Успокоение, Ltd (сборник) - Макс Брукс
Шрифт:
Интервал:
Закладка:
Я дошел до того, что однажды оглушил человека ударом по голове, но оставил в сознании, чтобы он слышал мои слова.
– Почему ты ничего не предпринимаешь? – издевательски кривлялся я пожилому мужчине прямо в лицо.
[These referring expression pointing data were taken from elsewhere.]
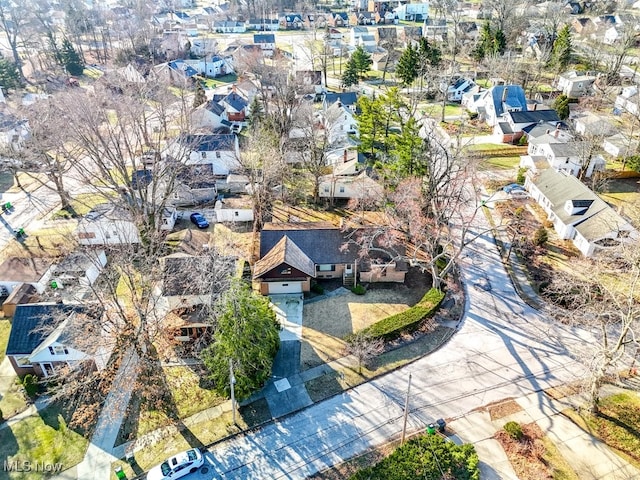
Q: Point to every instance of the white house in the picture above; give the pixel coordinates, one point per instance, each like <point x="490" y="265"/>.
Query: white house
<point x="592" y="124"/>
<point x="266" y="41"/>
<point x="458" y="88"/>
<point x="350" y="180"/>
<point x="215" y="66"/>
<point x="629" y="100"/>
<point x="578" y="214"/>
<point x="220" y="150"/>
<point x="340" y="123"/>
<point x="210" y="115"/>
<point x="47" y="338"/>
<point x="15" y="271"/>
<point x="575" y="84"/>
<point x="78" y="269"/>
<point x="109" y="224"/>
<point x="412" y="11"/>
<point x="620" y="145"/>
Старик был иностранцем и не понимал ни слова.
– Ну, давай! – ревел я. – Сделай что-нибудь!
Я, как сумасшедший, повторял одну и ту же фразу, словно мантру:
– Сделай что-нибудь, сделай что-нибудь, СДЕЛАЙ ЧТО-НИБУДЬ!
Оглядываясь назад, я прихожу к выводу, что мое «сделай что-нибудь» было не столько издевкой, сколько завуалированным призывом о помощи. «Пожалуйста, сделайте что-нибудь. – Вот что мне следовало бы сказать на самом деле. – Ведь ваш вид обладает необходимыми инструментами и волей! Пожалуйста, сделайте что-нибудь! Найдите решение, которое спасет оба наших народа! Пожалуйста, сделайте что-нибудь! Пока вас еще много! Пока есть время! Сделайте что-нибудь! СДЕЛАЙТЕ ЧТО-НИБУДЬ!»
Но в ту ночь, на своем последнем пиршестве у озера Теменггор, я был слишком опьянен кровью, чтобы так поступить. Третьей жертвой стала дряхлая старуха, да еще и сумасшедшая, как оказалось. Многие беженцы страдали от болезни, которую люди называли «военным неврозом». Увиденные ужасы, понесенные личные потери лишали людей рассудка. Фактически их физическая оболочка существовала отдельно от разума. Старая карга, на которую я напал, осознавала мое присутствие не более чем тот зомби. Когда я вскрыл ей вены, она издала, как мне показалось, легкий вздох облегчения.
До сих пор помню омерзительный вкус ее крови у себя на языке – водянистой, пресной, с привкусом веществ, выделяемых организмом при переработке собственного жира. Я уже подумывал бросить ее и пуститься на поиски четвертой жертвы, как вдруг мое внимание привлекла какофония воплей и стонов, более громких, чем обычно, и доносящихся с западной стороны моста.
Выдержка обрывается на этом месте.